Nov. 12, 2010 — -- The images were meant to capture the special moments between family and friends on a dream vacation, but as the nearly 3,300 passengers of Carnival's ill-fated Splendor cruise wake up on dry land for the first time today since they were stranded at sea four days ago, the pictures and video they took aboard the ship tell quite a different story.
From shots of pitch-black cabins to buckets catching dripping water and a "watermelon line" to pass food to hard-to-reach customers, footage shot by passengers aboard the crippled ship shows the challenges that arose after a fire in the vessel's engine room knocked out all but emergency operations early Monday morning -- leaving the Splendor to float listlessly off the coast of Mexico.
CLICK HERE to see some of the passenger videos on "GMA".
The biggest complaint, however, was the smell from toilets that did not flush for a day and a half and from food that spoiled without refrigeration.
"It was very difficult, especially because the smells were unbelievable," passenger Stacy Noriega, who was married Saturday and on her honeymoon, told "Good Morning America." "It seemed like almost every floor we went up was a different odor."
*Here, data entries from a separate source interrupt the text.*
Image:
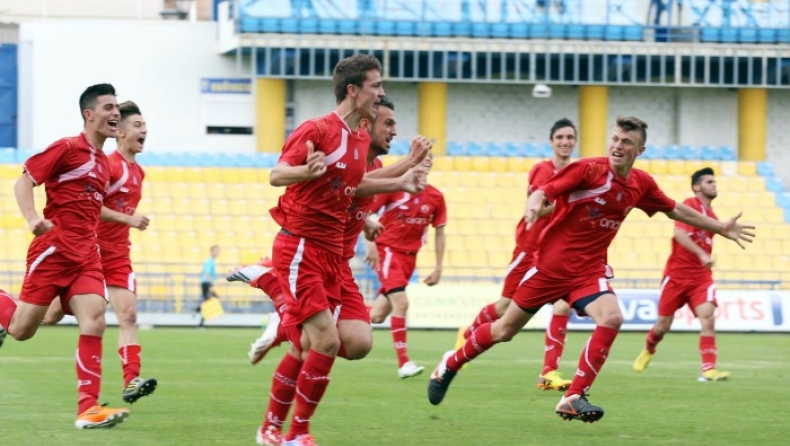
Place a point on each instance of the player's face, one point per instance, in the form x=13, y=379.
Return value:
x=624, y=147
x=707, y=186
x=564, y=141
x=383, y=131
x=132, y=133
x=104, y=116
x=371, y=91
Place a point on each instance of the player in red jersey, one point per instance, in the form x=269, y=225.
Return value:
x=63, y=259
x=562, y=138
x=117, y=217
x=592, y=198
x=393, y=255
x=688, y=280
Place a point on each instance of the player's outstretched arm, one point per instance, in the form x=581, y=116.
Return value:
x=135, y=221
x=730, y=229
x=284, y=175
x=23, y=191
x=420, y=147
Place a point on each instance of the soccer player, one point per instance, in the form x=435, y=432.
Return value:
x=322, y=164
x=562, y=138
x=406, y=219
x=592, y=198
x=117, y=217
x=688, y=280
x=63, y=259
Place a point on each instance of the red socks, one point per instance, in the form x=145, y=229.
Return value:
x=398, y=329
x=478, y=342
x=652, y=341
x=707, y=349
x=593, y=358
x=88, y=371
x=130, y=362
x=283, y=390
x=310, y=387
x=555, y=343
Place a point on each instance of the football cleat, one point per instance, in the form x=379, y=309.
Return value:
x=138, y=388
x=101, y=417
x=553, y=380
x=641, y=361
x=409, y=369
x=576, y=407
x=713, y=375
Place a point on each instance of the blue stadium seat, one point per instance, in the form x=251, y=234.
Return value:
x=518, y=31
x=774, y=184
x=481, y=30
x=462, y=29
x=514, y=150
x=633, y=33
x=671, y=152
x=710, y=35
x=595, y=32
x=474, y=149
x=500, y=30
x=765, y=169
x=689, y=153
x=727, y=153
x=709, y=153
x=403, y=28
x=747, y=35
x=326, y=26
x=766, y=35
x=495, y=149
x=455, y=148
x=576, y=31
x=442, y=29
x=385, y=28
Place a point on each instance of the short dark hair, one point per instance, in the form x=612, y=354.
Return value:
x=352, y=71
x=89, y=96
x=561, y=124
x=385, y=102
x=630, y=123
x=127, y=109
x=696, y=177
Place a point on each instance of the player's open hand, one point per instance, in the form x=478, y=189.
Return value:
x=420, y=147
x=316, y=161
x=139, y=221
x=39, y=226
x=737, y=232
x=433, y=278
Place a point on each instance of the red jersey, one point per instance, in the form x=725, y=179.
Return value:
x=75, y=177
x=357, y=213
x=527, y=241
x=682, y=263
x=123, y=195
x=406, y=218
x=318, y=209
x=591, y=203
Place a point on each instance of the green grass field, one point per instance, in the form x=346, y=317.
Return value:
x=209, y=394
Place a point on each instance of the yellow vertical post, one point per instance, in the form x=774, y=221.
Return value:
x=432, y=114
x=269, y=115
x=752, y=123
x=593, y=109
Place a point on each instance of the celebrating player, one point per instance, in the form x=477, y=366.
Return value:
x=63, y=259
x=688, y=280
x=406, y=219
x=592, y=198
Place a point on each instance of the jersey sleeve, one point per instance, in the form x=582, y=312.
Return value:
x=45, y=165
x=440, y=217
x=295, y=149
x=653, y=198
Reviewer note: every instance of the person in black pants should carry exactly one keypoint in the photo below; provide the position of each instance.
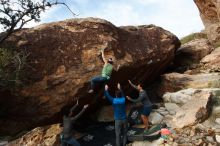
(144, 100)
(120, 117)
(68, 121)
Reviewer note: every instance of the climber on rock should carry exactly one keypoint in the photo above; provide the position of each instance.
(106, 72)
(68, 121)
(146, 105)
(120, 117)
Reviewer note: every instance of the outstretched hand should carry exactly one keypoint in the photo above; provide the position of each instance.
(106, 87)
(128, 97)
(85, 106)
(119, 86)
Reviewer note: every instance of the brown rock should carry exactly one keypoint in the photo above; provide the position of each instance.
(189, 113)
(192, 52)
(209, 13)
(65, 55)
(44, 136)
(212, 61)
(173, 82)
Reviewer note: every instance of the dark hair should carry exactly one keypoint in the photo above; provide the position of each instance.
(140, 84)
(65, 111)
(118, 93)
(110, 60)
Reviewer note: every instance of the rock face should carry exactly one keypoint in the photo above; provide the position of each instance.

Noriega said passengers also quickly tired of the cold food they were given -- meat sandwiches and salads all around.
"We're eating spoiled turkey sandwiches and warm milk and warm yogurt," Noriega's husband, Joseph said Wednesday. "Everything smells like it's spoiled. ... Nothing's cooked. It's all sandwich meat. It's disgusting. You're afraid to eat it 'cause it's been left out and touched by everybody else on the ship."
To help remedy the situation, the U.S. Navy air-dopped thousands of pounds of food, from Pop Tarts to SPAM, although the SPAM was never served, according to Carnival's twitter feed. On a ship that's designed to entertain, one passenger said in a video that those airdrops were easily the highlight of the long, powerless days.
Despite all the challenges, many said both the passengers and the crew were making the best of things.
"The crew ... [was] really trying to keep really good spirits, trying to make it like it wasn't a really big crisis," Noriega said. "We were not without anything, the only thing is we didn't get room service."
"I also want to tell you that the guests have been magnificent and have risen to the obvious challenges and difficult conditions aboard," Carnival senior cruise director John Heald wrote in a blog once the ship regained Internet access.
"It wasn't as horrible as it could've been," Joseph Noriega said. "Everybody was in good moods."